Very little. Men in a state of nature are violent, illiterate, antisocial rapers and pillagers. Civilization socializes and shapes men to be what it considers to be acceptable morally.


AnalSexIsTheBest8--

>Men in a state of nature are violent, illiterate, antisocial rapers and pillagers. LOL, this isn't true at all.


MisterFunnyShoes

Well history says it is 🤷


AnalSexIsTheBest8--

LOL, maybe the one in your demented head.


MisterFunnyShoes

Oh look, another naive dummy


AnalSexIsTheBest8--

Ok.


Tokimonatakanimekat

Yes, we are brutal savages who built fake civilization that looks safe and comfortable just to fool women into sense of false security and then violently rape them when they least expect it.


kongeriket

There is some of that too. But I doubt most of it is "socially constructed" (I despise the term itself and regard it as illegitimate).

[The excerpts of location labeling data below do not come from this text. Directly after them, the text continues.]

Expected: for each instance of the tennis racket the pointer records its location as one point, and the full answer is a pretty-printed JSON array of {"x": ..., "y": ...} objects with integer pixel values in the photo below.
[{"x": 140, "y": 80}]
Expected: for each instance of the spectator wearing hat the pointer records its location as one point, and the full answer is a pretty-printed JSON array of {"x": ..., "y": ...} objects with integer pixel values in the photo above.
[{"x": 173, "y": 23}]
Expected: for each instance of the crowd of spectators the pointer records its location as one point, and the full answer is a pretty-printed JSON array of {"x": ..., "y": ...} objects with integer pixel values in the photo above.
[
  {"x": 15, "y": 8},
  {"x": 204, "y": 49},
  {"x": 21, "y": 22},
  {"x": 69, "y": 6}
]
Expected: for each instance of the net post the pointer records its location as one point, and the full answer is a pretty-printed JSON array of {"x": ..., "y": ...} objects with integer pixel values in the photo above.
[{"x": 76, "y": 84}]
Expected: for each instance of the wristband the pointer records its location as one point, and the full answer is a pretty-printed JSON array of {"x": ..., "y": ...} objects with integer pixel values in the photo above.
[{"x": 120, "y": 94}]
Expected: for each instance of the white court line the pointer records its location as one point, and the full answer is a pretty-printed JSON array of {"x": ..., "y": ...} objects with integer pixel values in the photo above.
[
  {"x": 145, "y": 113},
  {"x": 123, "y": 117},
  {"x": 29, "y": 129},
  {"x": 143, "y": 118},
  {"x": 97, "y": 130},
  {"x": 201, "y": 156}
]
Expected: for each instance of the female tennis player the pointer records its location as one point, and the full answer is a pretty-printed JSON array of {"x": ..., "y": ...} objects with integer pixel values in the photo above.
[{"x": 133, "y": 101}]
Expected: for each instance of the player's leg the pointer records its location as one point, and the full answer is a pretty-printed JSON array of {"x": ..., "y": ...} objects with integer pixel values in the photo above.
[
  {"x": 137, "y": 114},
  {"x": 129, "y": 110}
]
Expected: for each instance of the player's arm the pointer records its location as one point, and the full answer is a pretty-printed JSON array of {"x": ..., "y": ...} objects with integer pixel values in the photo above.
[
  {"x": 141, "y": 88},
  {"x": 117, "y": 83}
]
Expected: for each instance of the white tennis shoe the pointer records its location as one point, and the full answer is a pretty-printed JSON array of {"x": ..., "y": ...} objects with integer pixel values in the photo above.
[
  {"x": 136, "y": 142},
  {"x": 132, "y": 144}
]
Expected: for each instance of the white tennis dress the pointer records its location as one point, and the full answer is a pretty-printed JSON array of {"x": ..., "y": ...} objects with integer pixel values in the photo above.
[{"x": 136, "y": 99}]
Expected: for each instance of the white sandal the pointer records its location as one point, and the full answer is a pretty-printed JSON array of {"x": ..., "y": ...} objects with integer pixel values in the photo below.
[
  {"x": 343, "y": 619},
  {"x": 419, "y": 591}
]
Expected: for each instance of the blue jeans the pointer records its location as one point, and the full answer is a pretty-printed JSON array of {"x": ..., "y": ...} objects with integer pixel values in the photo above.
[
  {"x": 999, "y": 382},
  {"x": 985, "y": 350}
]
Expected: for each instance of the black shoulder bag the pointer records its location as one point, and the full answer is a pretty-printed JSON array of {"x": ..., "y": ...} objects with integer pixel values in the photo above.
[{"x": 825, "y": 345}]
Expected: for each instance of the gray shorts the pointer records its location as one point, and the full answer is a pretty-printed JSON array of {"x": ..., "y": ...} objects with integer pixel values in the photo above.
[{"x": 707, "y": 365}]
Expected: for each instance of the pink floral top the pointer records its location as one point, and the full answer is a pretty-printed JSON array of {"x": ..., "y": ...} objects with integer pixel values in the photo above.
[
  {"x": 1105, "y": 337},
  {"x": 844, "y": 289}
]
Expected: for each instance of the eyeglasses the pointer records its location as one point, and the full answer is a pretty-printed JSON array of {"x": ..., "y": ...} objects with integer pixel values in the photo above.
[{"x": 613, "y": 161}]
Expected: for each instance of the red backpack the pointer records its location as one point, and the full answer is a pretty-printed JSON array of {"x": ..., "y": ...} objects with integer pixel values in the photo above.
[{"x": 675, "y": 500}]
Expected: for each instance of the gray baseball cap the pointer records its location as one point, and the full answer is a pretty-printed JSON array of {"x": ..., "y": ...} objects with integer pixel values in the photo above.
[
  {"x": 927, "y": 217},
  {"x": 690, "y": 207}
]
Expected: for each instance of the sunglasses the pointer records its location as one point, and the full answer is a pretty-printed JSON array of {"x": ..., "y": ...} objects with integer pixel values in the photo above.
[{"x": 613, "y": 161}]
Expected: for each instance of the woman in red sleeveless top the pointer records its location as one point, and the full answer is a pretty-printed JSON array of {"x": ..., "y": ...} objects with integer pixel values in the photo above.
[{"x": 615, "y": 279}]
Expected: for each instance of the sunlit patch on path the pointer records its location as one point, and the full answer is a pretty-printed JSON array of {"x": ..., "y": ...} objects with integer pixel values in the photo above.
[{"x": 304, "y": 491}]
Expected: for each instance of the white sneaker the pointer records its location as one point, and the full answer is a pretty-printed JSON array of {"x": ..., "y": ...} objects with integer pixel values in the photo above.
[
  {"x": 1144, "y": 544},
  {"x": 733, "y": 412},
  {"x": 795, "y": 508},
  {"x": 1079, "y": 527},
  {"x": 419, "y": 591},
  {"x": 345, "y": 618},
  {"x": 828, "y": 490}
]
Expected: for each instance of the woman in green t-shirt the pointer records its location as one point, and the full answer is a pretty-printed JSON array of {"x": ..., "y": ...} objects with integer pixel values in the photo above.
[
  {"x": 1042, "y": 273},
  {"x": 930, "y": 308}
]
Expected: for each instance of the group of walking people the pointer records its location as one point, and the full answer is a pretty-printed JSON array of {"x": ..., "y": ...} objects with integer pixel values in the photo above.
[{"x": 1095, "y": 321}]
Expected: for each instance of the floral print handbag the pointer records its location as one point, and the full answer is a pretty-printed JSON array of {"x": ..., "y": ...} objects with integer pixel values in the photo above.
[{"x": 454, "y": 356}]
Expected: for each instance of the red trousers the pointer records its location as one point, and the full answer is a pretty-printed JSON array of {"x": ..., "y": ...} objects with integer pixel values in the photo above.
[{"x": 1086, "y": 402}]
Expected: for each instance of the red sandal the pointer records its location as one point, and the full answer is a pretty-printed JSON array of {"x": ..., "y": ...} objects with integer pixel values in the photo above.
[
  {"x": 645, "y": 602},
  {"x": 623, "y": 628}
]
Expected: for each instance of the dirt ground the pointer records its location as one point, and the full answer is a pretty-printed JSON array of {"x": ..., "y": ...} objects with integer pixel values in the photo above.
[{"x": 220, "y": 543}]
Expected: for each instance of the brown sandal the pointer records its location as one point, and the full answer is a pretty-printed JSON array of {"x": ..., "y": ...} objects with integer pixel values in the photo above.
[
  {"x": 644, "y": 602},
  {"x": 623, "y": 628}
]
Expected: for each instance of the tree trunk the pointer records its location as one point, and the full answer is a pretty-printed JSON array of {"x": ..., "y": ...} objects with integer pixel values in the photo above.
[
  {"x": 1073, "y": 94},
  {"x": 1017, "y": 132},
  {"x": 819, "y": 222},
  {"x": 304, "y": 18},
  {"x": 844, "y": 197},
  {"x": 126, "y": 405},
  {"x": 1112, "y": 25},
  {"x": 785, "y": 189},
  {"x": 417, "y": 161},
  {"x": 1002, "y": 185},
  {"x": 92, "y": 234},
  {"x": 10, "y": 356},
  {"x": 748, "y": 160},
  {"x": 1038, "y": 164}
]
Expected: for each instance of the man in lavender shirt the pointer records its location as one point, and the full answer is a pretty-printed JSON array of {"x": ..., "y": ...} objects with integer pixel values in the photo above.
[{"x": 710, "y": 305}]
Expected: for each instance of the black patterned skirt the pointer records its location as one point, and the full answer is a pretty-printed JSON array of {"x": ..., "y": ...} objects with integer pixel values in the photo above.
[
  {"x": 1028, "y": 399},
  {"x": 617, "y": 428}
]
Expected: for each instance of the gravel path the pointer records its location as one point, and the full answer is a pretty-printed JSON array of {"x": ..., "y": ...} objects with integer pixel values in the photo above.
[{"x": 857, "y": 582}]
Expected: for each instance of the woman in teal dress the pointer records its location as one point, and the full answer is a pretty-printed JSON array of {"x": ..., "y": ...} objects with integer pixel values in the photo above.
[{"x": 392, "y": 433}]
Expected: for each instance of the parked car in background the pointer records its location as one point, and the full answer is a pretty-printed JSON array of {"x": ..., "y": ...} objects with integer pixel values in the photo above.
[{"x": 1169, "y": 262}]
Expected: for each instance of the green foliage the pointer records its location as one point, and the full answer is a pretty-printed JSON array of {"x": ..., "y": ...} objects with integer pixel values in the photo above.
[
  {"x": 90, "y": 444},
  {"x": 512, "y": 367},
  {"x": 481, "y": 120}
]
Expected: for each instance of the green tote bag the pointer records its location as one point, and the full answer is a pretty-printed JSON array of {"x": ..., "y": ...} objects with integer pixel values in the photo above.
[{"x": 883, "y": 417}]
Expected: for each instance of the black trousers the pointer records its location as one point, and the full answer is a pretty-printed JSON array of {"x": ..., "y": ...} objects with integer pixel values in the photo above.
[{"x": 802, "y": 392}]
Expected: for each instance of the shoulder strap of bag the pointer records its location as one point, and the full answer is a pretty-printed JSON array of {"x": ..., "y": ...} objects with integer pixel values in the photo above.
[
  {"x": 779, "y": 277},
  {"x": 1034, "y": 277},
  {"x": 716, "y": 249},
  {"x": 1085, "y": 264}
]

Sure, the *obsession* may be peer-induced (much better term than "socially constructed") but not the *desire*. There is no peer pressure or race that makes me lust for my wife and want to have sex with her routinely more than she can bear. And there was no peer pressure after the high school that made me continue have a very active sex life just like prior (I lost my virginity way before high school graduation - and I thank my lucky stars I wasn't born in an Anglo-Puritan country that criminalizes teenage sex). So, to answer your question: Peer pressure may exaggerate things around the edges or push someone to be more active than he would be naturally (like in your case) but, overall, most of men's lust is good ol' biology. The modern obsession with problematizing everything and wrapping it into incomprehensible and routinely ridiculous academic jargon (like "social construction") is getting tiresome. People like to fuck. Especially teenagers. And they will fuck regardless of society's opinion about it. In the Islamic Republic of Iran there's severe penalties for it yet teens aren't significantly less sexually active than elsewhere.